In addition to higher reps, longer tension times can be achieved by doing negative accentuated sets.  For example on incline bench press.  Bring the weight down slowly for a six count, then blast up with a one count.  Do this with a weight you can get at least 7-8 reps in this manner.  If you do a set or two of these at the end, your chest will be screaming and also very sore the next day.  It might sound a bit unorthodox, but try it...  You will be surprised...

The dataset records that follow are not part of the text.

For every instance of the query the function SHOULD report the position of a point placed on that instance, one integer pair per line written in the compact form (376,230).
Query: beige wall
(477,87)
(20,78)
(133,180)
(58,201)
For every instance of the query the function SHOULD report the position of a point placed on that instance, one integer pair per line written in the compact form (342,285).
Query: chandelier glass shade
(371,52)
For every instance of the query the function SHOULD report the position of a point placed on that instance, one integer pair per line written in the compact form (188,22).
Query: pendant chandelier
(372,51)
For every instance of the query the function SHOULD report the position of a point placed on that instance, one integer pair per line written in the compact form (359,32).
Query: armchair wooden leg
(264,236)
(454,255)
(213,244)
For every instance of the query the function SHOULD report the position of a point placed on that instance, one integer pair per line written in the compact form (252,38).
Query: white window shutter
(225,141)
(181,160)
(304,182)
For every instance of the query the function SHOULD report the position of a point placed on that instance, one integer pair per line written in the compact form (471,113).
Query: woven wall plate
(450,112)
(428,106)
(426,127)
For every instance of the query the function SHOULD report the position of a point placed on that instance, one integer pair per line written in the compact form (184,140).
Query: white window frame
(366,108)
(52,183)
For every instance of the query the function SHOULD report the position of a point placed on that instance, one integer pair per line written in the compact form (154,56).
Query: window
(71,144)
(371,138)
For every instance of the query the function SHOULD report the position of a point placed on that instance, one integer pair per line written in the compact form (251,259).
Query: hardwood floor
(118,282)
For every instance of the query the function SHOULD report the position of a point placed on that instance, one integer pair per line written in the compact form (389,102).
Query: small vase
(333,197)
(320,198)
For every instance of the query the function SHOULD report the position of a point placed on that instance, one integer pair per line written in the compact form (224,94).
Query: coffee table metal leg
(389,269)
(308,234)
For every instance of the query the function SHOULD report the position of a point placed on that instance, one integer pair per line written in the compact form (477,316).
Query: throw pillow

I can't possibly see how this is overcomplicated.  Everyone has their own opinions, I guess.  But all I know is that I am 45 years old and 6'1" and 275 lbs and have gained 10 of that over the last year by sticking to this routine.


----------



## Anabolic5150 (Jun 16, 2011)

pwloiacano said:


> For the benefit of Anabolic5150's question......
> 
> The sarcoplasm is the energy fluid inside the muscle fibers that expands with endurance-oriented stress--like higher reps and/or longer tension times.
> 
> ...


 
So, that is the only way one should ever train, ever? That's all I'm asking. No other way, no other rep range or style of training?


----------



## Anabolic5150 (Jun 16, 2011)

Oh, and just to add, I'm 50 almost 51, 5'11", 300 pounds at 15% bodyfat and gained almost 100 pounds over the last 10 years and have never once trained the way you suggest is best.


----------



## SuperLift (Jun 16, 2011)

Training aside (anabolic does have some good advice) - if you want your legs to get "massive" then I'm afraid 2700 cals won't cut it.  Bump it up more. I take in 4-5k cals of course you probably don't need that much because like you said, you have a slow metabolism. But 2700 is a bit low. Push every rep like it's heavy as $hit and give yourself plenty of rest outside of the gym. They will grow.


----------



## miscer44 (Jun 16, 2011)

any workout and program will work for gaining mass, its all about nutrition.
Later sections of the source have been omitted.